Le chef blanc, sur le point de tenter l’effort suprême qui devait affranchir la race indienne, et préparer le succès de ses mystérieuses machinations, se laissait aller avec délices au monde de pensées qui bouillonnaient dans son cerveau ; seul vis-à-vis de lui-même, il jugeait ses actes et demandait avec ferveur à Celui qui peut tout et qui, d’un regard, sonde les cœurs, de ne pas l’abandonner, si la cause pour laquelle il combattait était juste.

Une main se posa lourdement sur son épaule.

Ramené brutalement au sentiment de sa position, le Chat-Tigre tressaillit ; il passa sa main sur son front moite de sueur et il se retourna. Le sorcier était près de lui, le regardant avec ses yeux de tigre et grimaçant un sinistre sourire.

— Que veux-tu, lui dit-il sèchement,

— Mon père est-il content de moi ? répondit le sorcier ; le Wacondah a-t-il bien parlé aux sachems ?

— Oui, dit le chef en réprimant un geste de dégoût, tu peux te retirer.

— Mon père est grand et généreux, reprit le sorcier, l’esprit me fait horriblement souffrir lorsqu’il me possède.

Le Chat-Tigre prit un collier de perles dans sa poitrine, il le jeta au misérable, qui le reçut avec un cri de joie.

— Va-t’en ! lui dit-il avec un geste de mépris.

L’amantzin, qui sans doute avait obtenu tout ce qu’il désirait, se retira sans ajouter un mot.

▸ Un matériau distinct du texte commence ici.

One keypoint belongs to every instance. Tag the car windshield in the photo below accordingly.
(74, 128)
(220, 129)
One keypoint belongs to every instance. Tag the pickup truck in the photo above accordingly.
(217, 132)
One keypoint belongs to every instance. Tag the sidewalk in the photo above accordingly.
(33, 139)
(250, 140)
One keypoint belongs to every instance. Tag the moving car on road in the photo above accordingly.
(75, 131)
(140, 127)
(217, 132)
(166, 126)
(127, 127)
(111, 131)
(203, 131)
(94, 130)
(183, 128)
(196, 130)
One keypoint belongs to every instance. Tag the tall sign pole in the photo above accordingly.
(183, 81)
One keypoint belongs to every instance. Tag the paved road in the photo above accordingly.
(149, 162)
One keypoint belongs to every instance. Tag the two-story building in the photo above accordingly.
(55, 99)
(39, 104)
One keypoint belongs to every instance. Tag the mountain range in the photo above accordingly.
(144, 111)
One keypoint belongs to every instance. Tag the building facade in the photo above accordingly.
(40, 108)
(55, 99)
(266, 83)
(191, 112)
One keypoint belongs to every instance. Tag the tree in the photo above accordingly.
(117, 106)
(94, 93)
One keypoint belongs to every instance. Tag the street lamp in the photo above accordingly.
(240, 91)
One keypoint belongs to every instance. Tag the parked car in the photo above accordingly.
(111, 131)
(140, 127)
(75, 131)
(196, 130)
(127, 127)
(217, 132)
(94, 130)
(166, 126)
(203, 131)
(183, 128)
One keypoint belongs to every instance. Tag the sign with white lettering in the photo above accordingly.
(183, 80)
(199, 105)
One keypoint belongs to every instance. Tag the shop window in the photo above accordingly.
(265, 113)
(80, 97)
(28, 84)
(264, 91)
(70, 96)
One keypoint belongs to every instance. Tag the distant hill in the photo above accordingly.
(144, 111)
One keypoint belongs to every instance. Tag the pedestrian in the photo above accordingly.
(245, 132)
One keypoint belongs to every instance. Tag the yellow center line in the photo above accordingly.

Don Torribio s’était éloigné avec les autres chefs pour se rendre à son poste, mais, arrivé à quelque distance, il leva les yeux vers le ciel et sembla calculer mentalement l’heure qu’il était par la position des étoiles.

— J’ai le temps, murmura-t-il à voix basse. Et il se dirigea en toute hâte vers le toldo qui servait d’abri à doña Hermosa ; de nombreuses et vigilantes sentinelles l’entouraient.

— Elle repose, dit-il en se parlant à demi-voix, elle repose bercée par des rêves d’enfant. Mon Dieu ! vous qui savez la grandeur de mon amour et ce que je lui ai sacrifié, faites qu’elle soit heureuse !

Il s’approcha alors d’un vaquero qui, appuyé contre un arbre, fumait silencieusement sa mince cigarette, les yeux fixés sur le toldo.

— Verado, lui dit-il avec une certaine émotion qu’il ne put entièrement réprimer, je t’ai deux fois sauvé la vie au risque de la mienne. T’en souviens-tu ?

— Je m’en souviens, répondit laconiquement le vaquero.

— Aujourd’hui, je viens à mon tour te demander un service : puis-je compter sur toi ?

— Parlez, don Torribio : tout ce qu’un homme peut faire, je le ferai pour vous servir.

— Merci, mon bon compagnon. Ma vie, mon âme, tout ce que j’ai de plus cher au monde, enfin, est renfermé dans ce toldo ; je te le confie. Me jures-tu de le défendre, quoi qu’il arrive ?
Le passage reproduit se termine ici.